Welche der beiden Techniken passt, entscheidet der Untergrund von Meter zu Meter — nicht du im Voraus am Schreibtisch. Spür beim Gehen, ob das Geröll unter dir nachgibt und mitrutscht (dann Wiegeschritt) oder eher fest und griffig bleibt (dann Bremsschritt), und wechsle flexibel zwischen beiden.

### 4. Schrofen: drei Abstiegsvarianten Im steileren, felsdurchsetzten Schrofengelände hast du drei Optionen, je nach Steilheit [2]: - Talwärts (Blick ins Tal, Rücken zum Berg) — Standard im wegloseren Gelände, weil du deine Tritte gut siehst. - Seitwärts — bei mäßiger Steilheit, guter Kompromiss aus Sicht und Halt. - Frontal (Gesicht zum Fels) — bei sehr steilem Gelände, wenn du Griffe mit den Händen brauchst.

In wegloserem Gelände ist der talwärts gerichtete Abstieg in der Falllinie meist die beste Wahl, weil du deine Tritte am besten siehst [2].

Häufige Fehler

Sicherheitshinweise

Falsche Abstiegstechnik ist ein direkter Risikofaktor: Stürze bleiben mit 60 % [3] die häufigste Unfallursache beim Wandern, und ein Großteil davon passiert bergab, nicht bergauf. Üb die Technik zuerst auf kurzen, ungefährlichen Geröllfeldern, bevor du sie an einer ausgesetzten Schlüsselstelle brauchst. Und: In Gruppen nie direkt untereinander im Geröll gehen — losgetretene Steine treffen sonst den Nachfolgenden.

Pro-Tipp

Üb den Wiegeschritt bewusst auf einem harmlosen, flachen Geröllfeld, wo ein Sturz nichts kostet. Die meisten trauen sich erst im steilen, ausgesetzten Gelände, die Technik „richtig" anzuwenden — dabei ist genau das der falsche Ort zum ersten Mal auszuprobieren. Übung auf sicherem Terrain macht den Unterschied an der echten Schlüsselstelle.

FAQ

### Warum rutsche ich beim Abstieg mehr als beim Aufstieg? Meistens, weil du dich instinktiv nach hinten lehnst — das verschiebt deinen Schwerpunkt genau in Rutschrichtung [1]. Die Lösung ist gegenintuitiv: aufrecht bleiben, Oberkörper leicht nach vorn, Knie locker.

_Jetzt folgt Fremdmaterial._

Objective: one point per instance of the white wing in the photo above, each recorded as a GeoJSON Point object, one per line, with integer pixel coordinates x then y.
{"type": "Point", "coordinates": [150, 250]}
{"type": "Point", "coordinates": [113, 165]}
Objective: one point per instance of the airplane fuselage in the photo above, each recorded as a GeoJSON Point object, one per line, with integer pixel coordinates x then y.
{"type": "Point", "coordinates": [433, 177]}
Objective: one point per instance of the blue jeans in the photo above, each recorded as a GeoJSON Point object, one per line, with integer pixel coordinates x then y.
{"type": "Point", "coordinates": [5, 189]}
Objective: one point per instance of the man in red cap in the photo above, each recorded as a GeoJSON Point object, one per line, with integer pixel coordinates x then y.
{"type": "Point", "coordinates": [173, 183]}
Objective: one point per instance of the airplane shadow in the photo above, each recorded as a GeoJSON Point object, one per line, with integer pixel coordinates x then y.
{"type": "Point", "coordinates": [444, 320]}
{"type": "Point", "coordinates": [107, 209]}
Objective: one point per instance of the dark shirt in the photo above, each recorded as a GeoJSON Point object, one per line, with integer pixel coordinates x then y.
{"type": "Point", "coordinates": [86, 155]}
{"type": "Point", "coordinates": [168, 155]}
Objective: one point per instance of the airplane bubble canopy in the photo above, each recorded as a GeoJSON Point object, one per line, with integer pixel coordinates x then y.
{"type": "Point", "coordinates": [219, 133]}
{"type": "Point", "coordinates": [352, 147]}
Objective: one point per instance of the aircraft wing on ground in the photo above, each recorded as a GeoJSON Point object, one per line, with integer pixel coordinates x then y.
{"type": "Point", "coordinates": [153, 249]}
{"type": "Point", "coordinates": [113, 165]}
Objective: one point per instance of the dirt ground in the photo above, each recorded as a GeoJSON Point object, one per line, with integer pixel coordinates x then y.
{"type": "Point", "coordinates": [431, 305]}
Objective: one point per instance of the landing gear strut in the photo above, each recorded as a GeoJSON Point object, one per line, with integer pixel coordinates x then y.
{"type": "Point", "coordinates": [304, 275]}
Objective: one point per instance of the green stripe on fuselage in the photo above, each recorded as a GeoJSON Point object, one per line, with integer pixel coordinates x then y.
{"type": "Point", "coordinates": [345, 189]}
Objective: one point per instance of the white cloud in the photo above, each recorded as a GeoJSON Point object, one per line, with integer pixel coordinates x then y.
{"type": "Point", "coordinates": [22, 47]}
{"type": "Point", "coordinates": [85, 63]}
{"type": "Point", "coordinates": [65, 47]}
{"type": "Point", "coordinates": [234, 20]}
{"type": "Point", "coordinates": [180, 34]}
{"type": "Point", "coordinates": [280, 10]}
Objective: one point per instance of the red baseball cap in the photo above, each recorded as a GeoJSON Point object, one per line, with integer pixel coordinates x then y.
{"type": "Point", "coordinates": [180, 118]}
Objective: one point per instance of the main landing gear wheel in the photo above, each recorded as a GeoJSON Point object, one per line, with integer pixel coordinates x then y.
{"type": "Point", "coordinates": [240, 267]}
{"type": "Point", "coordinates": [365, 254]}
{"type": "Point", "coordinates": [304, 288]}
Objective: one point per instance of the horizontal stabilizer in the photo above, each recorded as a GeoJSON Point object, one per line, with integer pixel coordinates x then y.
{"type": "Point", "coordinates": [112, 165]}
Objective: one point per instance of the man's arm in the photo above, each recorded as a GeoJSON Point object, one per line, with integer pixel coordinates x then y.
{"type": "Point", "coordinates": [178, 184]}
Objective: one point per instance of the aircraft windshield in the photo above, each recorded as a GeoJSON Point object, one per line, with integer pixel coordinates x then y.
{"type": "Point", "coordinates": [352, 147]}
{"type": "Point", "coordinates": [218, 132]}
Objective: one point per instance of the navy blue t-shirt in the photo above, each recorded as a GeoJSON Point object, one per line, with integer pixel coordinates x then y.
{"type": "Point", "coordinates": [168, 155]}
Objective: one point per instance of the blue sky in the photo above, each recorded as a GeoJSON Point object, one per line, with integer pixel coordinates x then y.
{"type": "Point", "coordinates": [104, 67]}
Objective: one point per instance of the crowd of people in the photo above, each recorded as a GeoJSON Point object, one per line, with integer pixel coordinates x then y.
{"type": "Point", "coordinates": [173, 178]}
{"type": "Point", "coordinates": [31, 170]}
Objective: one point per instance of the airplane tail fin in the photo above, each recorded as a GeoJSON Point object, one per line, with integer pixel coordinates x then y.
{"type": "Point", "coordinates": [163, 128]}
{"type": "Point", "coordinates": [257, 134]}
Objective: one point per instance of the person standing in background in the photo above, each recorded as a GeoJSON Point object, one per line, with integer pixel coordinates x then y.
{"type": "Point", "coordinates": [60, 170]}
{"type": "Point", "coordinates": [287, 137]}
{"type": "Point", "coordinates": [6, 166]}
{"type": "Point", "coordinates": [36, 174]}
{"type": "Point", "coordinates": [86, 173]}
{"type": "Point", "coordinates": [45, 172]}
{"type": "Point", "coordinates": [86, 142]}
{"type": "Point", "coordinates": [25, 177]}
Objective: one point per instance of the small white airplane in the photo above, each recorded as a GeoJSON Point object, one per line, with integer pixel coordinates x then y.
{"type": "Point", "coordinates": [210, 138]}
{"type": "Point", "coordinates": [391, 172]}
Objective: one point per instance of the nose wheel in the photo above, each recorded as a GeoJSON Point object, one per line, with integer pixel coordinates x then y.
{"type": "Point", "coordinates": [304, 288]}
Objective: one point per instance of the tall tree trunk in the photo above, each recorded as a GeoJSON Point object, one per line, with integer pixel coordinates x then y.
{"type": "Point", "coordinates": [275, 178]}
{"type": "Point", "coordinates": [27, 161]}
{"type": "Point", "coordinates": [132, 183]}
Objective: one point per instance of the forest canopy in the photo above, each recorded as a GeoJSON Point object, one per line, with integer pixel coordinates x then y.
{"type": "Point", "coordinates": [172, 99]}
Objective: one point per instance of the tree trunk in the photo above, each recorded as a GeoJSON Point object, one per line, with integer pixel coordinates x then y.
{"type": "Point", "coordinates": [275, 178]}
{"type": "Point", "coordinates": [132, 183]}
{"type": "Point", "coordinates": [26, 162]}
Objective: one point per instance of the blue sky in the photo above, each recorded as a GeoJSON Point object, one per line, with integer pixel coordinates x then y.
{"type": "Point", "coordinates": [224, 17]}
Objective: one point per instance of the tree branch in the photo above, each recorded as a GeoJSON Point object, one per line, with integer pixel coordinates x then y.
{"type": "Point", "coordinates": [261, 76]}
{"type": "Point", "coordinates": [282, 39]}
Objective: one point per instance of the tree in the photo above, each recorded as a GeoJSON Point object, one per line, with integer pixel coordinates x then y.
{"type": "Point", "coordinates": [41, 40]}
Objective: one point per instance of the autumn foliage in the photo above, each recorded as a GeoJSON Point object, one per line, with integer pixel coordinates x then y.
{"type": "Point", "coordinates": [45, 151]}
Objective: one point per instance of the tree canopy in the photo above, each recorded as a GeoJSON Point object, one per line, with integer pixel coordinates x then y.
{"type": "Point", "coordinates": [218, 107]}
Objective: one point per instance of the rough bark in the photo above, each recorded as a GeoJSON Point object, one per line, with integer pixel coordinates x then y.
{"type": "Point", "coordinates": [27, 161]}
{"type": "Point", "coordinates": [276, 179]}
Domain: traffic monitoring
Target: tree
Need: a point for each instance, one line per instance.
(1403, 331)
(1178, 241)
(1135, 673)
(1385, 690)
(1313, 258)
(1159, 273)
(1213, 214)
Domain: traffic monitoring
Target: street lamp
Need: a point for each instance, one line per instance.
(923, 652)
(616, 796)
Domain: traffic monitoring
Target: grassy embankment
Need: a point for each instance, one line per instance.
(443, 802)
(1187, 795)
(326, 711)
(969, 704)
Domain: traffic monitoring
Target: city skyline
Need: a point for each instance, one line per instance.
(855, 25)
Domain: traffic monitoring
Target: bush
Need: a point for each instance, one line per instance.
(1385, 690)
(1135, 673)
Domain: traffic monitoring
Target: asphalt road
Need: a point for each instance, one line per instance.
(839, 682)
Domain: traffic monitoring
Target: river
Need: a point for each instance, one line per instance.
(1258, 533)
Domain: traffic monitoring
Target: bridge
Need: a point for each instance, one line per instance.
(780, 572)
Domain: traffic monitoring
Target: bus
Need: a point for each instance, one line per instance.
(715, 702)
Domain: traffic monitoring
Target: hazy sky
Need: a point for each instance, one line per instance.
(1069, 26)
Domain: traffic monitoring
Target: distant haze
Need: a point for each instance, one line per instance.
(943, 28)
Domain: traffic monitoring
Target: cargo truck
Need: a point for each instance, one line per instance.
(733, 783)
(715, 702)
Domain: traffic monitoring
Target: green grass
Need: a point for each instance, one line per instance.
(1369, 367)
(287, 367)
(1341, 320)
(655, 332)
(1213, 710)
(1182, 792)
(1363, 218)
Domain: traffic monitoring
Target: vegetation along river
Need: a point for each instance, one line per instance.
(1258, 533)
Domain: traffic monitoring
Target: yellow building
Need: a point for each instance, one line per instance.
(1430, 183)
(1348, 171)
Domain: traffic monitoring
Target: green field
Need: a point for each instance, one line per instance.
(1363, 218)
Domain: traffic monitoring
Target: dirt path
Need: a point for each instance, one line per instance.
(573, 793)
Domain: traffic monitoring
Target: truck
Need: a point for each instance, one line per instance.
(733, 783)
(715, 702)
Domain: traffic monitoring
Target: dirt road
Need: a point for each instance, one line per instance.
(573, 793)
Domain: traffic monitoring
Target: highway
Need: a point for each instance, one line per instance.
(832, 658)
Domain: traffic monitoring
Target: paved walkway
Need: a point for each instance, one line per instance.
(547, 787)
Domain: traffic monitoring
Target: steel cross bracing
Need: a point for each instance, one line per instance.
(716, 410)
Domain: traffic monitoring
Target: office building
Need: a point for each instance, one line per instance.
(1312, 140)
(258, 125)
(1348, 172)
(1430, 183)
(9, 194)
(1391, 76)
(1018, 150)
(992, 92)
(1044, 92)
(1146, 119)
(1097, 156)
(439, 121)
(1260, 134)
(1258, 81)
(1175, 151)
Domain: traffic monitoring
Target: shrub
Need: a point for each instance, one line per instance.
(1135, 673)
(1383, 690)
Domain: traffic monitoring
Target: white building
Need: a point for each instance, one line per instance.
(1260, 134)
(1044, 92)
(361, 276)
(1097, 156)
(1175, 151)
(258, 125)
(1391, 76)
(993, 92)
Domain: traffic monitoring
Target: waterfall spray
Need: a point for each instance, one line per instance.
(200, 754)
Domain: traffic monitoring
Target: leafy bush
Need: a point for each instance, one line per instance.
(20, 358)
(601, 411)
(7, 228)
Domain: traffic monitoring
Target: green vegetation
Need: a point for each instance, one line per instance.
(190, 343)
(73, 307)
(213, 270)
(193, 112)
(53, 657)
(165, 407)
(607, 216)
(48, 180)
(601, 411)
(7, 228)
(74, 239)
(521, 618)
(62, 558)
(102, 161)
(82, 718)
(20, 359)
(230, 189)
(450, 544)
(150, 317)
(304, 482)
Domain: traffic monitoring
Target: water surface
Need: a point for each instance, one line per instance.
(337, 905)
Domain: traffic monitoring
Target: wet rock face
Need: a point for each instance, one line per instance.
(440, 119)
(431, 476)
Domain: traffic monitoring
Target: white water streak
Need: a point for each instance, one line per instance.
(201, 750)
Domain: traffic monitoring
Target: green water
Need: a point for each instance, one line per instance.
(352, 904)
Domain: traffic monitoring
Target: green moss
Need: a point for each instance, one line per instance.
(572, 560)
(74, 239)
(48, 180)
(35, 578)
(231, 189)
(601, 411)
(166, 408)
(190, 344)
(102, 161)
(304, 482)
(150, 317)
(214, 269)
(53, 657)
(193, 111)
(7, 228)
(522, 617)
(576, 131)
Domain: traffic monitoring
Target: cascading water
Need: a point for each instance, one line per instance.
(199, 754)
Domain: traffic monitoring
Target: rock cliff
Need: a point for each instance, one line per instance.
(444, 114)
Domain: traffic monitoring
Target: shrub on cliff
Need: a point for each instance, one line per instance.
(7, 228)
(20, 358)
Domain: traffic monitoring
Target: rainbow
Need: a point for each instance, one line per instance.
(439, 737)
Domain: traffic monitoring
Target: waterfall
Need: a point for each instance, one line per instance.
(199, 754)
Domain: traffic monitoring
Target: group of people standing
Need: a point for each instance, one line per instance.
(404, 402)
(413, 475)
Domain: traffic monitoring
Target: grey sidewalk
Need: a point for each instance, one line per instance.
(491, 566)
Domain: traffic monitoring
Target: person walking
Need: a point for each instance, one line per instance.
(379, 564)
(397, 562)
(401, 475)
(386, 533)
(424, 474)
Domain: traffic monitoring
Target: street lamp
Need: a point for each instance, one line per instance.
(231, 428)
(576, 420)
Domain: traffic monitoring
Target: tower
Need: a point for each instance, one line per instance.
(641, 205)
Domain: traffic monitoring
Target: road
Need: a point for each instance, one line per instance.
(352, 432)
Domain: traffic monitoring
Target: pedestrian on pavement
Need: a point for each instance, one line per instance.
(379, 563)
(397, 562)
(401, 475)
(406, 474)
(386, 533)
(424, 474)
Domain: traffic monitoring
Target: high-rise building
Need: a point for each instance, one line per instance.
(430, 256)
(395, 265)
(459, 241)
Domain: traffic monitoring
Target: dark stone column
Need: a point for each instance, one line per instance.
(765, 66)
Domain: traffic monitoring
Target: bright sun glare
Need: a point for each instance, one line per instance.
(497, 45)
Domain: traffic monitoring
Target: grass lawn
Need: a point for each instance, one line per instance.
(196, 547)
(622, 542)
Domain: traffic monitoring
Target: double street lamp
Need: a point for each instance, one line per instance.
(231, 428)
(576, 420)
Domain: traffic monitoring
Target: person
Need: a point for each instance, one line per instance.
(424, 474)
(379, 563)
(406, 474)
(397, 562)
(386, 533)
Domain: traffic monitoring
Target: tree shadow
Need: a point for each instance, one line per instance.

### Was ist der Unterschied zwischen Wiegeschritt und Bremsschritt? Der Wiegeschritt funktioniert in lockerem, mittelgroßem Geröll — du rutschst kontrolliert mit dem Material mit. Der Bremsschritt eignet sich für etwas festeren Untergrund, mit fast gestrecktem, führendem Bein und Ferse zuerst [2]. Beide sparen Kraft gegenüber ängstlichem Einzelschritt-Gehen.

### Talwärts, seitwärts oder frontal — wie entscheide ich mich im Schrofengelände? Je steiler, desto eher frontal (Gesicht zum Fels) für zusätzlichen Handhalt. Bei mäßiger Steilheit und gutem Überblick ist talwärts oder seitwärts meist die bessere Wahl, weil du deine Tritte besser siehst [2]. Entscheide von Meter zu Meter neu, nicht pauschal für die ganze Passage.

### Helfen Trekkingstöcke im Geröll wirklich? Ja, sie geben zusätzliche Stützpunkte und Sicherheit gerade an unstabilen, ausgesetzten Passagen. Setz sie nah am Körper ein und nutze sie zur Balance, nicht als Vollbremse — sonst verlierst du bei plötzlichem Nachgeben des Untergrunds selbst den Halt.

Schritt für Schritt

  1. Aufrecht bleiben: Oberkörper leicht vorlagern, Knie leicht gebeugt, über Ferse, Sohle und Ballen abrollen — Rücklage vermeiden.
  2. Wiegeschritt im Geröll: Fersen zuerst ins lockere Geröll setzen und in kurzen, zügigen Schritten mit dem Material mitrutschen.
  3. Bremsschritt auf festerem Untergrund: Fast gestrecktes Bein zuerst mit der Ferse aufsetzen, hinteres Bein aktiv nachführen — schnell und kraftsparend.
  4. Abstiegsrichtung im Schrofen wählen: Talwärts, seitwärts oder frontal je nach Steilheit — im wegloseren Gelände meist talwärts für beste Sicht auf die Tritte.